LinuxLists.cc - [2.4.19] read(2) and page aligned buffers

2002-11-06 18:07:29

Subject: [2.4.19] read(2) and page aligned buffers

(synopsis: read() is returning a short read of
a disk file without setting errno when passed
a malloc()ed buffer that is not page-aligned, while
working correctly when passed a buffer of the
same size directly allocated with mmap()).

[I suppose the page alignment thing is just a guess,
and I should really malloc() an oversized buffer,
step through it to the next page boundary, and
pass that to read() to see if the problem goes
away. But I just thought of that a couple of
sentences ago, so here is the description anyway.]

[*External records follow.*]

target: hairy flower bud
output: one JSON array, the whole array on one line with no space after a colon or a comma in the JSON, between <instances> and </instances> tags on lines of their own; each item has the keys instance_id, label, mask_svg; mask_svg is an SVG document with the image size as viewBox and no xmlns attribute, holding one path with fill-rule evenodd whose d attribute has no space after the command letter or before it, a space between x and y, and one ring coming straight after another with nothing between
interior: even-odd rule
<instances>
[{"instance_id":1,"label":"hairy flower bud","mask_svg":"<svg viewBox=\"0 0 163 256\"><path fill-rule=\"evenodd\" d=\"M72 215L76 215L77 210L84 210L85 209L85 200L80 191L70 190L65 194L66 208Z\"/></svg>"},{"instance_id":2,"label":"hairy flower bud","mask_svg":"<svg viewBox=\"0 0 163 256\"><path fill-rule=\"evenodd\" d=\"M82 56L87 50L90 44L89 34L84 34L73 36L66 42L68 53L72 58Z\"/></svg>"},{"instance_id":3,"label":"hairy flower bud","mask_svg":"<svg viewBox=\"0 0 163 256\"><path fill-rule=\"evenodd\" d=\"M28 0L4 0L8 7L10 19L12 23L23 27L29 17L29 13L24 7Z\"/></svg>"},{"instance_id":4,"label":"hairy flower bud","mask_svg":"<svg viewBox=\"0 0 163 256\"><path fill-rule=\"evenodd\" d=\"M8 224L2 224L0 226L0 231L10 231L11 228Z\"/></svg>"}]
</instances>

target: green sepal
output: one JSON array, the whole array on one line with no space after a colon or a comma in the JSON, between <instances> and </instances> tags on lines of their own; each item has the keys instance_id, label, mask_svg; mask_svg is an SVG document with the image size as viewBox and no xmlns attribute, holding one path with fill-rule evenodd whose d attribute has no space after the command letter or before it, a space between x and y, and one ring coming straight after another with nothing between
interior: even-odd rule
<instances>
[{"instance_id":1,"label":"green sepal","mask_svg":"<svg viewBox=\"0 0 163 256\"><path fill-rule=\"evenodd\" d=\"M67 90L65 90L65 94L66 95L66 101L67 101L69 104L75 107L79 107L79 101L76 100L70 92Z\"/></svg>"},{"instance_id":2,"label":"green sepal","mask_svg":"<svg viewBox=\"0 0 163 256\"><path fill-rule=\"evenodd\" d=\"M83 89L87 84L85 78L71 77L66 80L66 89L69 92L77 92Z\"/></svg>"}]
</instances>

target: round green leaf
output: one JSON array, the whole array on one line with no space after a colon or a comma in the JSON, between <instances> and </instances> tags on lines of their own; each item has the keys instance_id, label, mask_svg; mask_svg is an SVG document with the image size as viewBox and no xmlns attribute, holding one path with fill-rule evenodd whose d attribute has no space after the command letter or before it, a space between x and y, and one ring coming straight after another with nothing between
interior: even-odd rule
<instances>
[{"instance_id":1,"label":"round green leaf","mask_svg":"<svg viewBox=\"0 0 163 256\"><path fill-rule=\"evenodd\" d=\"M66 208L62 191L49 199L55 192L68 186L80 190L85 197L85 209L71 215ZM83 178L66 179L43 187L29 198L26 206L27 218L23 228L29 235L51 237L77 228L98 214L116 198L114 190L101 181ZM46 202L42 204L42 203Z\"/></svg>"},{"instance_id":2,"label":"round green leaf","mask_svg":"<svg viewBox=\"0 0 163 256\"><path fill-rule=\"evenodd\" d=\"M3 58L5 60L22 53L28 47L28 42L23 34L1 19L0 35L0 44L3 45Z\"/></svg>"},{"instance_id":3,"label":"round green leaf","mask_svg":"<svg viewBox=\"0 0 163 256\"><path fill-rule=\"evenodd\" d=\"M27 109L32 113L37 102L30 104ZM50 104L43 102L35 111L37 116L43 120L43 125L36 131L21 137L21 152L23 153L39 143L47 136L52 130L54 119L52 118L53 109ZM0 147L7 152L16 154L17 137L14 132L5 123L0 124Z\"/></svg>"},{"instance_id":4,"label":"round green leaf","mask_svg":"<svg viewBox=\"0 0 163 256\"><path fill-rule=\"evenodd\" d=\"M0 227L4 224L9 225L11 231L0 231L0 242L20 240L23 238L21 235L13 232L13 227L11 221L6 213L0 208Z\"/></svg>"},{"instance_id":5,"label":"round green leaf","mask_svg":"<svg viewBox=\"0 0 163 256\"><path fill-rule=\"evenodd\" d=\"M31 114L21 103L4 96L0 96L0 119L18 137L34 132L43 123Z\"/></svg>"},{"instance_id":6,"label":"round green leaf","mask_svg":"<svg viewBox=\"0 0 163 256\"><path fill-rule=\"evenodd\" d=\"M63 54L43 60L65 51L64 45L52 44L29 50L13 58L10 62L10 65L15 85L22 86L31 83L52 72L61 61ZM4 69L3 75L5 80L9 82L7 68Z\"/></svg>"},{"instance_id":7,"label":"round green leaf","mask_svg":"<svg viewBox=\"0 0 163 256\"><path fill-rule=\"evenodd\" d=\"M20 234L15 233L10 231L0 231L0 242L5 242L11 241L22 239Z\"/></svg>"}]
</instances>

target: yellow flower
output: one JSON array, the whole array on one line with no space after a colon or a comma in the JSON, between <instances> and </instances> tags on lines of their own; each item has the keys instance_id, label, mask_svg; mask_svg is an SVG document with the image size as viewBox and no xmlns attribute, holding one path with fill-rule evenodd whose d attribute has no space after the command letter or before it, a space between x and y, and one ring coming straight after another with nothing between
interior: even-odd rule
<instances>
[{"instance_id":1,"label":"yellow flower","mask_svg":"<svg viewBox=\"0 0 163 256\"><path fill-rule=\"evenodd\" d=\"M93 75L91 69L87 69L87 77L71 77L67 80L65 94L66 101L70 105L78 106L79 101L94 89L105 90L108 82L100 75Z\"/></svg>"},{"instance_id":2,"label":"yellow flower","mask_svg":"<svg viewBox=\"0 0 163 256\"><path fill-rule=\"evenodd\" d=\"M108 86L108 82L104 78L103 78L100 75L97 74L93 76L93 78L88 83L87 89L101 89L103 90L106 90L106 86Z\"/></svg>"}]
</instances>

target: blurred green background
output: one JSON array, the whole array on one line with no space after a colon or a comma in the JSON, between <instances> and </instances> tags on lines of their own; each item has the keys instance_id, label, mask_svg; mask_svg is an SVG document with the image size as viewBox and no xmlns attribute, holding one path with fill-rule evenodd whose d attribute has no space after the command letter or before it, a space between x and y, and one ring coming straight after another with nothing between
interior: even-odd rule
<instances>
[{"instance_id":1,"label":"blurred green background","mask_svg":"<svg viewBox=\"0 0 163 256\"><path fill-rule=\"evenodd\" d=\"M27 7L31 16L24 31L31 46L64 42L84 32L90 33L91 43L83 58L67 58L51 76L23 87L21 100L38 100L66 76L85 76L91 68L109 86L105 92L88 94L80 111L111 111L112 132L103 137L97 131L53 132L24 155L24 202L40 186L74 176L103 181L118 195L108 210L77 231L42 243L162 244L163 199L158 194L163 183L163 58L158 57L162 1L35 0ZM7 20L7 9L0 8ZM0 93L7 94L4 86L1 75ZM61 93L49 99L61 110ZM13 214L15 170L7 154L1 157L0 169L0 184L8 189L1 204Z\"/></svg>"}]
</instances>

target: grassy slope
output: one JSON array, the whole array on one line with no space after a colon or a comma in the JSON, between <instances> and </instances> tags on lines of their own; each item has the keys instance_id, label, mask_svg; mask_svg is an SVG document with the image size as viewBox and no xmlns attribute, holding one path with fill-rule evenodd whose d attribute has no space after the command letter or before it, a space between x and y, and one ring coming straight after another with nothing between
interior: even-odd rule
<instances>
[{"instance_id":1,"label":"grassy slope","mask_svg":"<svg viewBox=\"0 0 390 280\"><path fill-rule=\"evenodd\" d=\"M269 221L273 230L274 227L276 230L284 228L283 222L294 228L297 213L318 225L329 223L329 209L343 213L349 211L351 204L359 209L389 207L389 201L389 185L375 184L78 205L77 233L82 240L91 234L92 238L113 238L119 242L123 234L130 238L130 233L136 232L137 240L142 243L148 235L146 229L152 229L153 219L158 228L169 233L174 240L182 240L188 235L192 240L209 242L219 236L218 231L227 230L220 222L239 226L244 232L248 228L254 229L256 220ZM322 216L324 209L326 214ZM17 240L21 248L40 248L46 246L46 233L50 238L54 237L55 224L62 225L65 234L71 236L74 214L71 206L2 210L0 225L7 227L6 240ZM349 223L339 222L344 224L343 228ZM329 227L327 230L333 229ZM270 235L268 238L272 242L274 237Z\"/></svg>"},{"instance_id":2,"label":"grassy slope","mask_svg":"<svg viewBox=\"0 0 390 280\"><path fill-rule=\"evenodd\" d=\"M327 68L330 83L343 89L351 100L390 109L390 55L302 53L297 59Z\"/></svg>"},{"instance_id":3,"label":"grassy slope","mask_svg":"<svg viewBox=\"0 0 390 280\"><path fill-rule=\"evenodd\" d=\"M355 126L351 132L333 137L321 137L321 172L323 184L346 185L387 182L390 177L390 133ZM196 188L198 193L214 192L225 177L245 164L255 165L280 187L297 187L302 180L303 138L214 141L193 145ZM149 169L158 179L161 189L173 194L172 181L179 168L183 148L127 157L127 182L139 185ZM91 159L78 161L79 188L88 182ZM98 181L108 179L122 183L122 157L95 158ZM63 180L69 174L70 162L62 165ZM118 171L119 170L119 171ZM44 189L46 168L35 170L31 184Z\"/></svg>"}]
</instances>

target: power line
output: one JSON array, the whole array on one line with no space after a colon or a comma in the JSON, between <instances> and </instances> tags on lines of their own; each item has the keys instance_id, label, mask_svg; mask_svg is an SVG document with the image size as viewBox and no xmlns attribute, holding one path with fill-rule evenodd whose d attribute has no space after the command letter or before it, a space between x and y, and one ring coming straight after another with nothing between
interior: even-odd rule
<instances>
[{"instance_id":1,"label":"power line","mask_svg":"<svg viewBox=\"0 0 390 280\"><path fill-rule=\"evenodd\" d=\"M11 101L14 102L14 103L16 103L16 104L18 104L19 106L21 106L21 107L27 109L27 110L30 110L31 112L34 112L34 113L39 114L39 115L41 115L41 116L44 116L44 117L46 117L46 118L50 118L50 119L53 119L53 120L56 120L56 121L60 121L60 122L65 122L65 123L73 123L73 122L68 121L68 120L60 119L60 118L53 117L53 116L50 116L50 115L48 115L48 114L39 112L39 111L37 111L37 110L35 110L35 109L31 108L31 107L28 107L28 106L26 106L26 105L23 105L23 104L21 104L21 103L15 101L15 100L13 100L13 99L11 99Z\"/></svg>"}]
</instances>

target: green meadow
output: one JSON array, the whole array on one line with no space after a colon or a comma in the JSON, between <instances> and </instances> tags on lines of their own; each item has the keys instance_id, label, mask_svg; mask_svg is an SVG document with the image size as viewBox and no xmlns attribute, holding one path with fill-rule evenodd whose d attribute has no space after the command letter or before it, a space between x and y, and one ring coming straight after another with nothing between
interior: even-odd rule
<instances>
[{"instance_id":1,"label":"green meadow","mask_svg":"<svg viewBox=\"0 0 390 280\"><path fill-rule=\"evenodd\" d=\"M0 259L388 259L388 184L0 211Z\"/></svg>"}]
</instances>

I have a function that opens a file O_RDONLY,
mmap()s it PROT_READ, MAP_SHARED, then passes it to
a checksum function, and finally munmap()s it.

This is working fine.

In a fit of magnanimity, I decided to make an OPM-friendly
version that doesn't use mmap(). So I replaced the
mmap() with malloc()+read() (with the usual error
checking, retry on EINTR||EAGAIN, incremental read to
incremented buffer offsets with decremented counts,
not incorporating -1 returns into the accumulated
read count, yada yada.)

After making this change, the function randomly
returns error from the read() wrapper. Delving
into it with gdb, I discovered that read() returns
a short count with errno == 0, the wrapper loops
and tries to read the rest of the file to the
offset into the buffer past what it already read,
read() returns 0 with errno still == 0, and of
course the wrapper decides that it must be at
EOF (read() == 0 && errno == 0) and returns.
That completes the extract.